[Vitrine du Cameroun] – La préparation de la Coupe du Monde 2026 de la FIFA prend une tournure inattendue et controversée. La rencontre opposant l’Égypte et l’Iran, prévue à Seattle, a été désignée par la ville hôte comme le « Pride Match », un événement symbolique destiné à soutenir la cause LGBTQ+. Cette initiative, censée incarner les valeurs d’inclusion et de diversité chères à la région de Washington, a cependant provoqué une onde de choc et un refus cinglant de la part des deux nations participantes.

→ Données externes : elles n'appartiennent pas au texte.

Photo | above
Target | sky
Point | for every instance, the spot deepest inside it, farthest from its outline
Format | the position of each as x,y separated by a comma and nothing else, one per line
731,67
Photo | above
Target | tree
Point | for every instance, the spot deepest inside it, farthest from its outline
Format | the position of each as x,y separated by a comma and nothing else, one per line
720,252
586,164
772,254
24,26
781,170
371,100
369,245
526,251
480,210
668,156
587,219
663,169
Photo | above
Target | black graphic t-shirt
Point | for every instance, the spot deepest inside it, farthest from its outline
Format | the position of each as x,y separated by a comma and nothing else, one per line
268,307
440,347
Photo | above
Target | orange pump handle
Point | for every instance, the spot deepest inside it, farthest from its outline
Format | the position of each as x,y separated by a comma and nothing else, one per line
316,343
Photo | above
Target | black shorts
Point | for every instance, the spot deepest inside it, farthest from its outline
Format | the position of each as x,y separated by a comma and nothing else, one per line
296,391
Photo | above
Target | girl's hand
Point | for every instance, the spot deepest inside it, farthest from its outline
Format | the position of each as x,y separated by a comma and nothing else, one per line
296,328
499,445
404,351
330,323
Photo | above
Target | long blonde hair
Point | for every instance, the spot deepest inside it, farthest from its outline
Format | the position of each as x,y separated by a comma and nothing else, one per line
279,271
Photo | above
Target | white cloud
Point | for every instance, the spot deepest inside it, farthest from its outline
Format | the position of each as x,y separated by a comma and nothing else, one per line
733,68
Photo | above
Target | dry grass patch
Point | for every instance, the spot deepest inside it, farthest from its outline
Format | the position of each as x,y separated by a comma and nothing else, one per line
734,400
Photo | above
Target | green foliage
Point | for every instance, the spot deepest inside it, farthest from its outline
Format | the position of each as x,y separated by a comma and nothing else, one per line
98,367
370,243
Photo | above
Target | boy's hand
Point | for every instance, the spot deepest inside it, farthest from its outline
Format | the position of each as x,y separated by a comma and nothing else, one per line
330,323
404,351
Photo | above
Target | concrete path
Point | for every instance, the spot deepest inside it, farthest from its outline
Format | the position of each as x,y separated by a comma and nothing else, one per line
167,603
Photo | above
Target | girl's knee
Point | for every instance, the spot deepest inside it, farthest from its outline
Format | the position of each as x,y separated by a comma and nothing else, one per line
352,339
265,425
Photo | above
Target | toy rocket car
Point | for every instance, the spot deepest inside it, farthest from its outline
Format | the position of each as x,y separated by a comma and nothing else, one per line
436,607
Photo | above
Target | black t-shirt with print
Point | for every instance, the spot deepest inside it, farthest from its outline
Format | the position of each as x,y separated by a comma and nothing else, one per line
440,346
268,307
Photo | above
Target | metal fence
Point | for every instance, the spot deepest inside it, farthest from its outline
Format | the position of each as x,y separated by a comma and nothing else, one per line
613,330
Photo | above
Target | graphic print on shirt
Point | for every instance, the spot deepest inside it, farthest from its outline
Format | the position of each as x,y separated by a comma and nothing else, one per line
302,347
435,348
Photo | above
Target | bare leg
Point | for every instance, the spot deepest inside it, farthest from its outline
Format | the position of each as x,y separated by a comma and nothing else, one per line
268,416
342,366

Le choix de ce match n’est pas anodin : l’homosexualité est un acte lourdement sanctionné, voire passible de la peine de mort, dans les législations égyptienne et iranienne. C’est précisément dans ce contexte tendu que la ville de Seattle a souhaité faire passer un message fort, s’alignant sur l’esprit d’ouverture de l’État de Washington.
« Ce n’est pas tolérable. Ce n’est pas acceptable. » — Les fédérations égyptienne et iranienne ont unanimement et fermement rejeté toute association de leur match à la cause LGBTQ+, selon des sources proches des équipes.
La réponse tranchée des fédérations
Les fédérations nationales de football des deux pays ont exprimé leur vive désapprobation, allant même jusqu’à menacer de boycotter l’événement si celui-ci devait être maintenu sous l’égide du « Pride Match ». Elles estiment qu’une telle désignation est en totale contradiction avec les valeurs culturelles et religieuses de leurs nations.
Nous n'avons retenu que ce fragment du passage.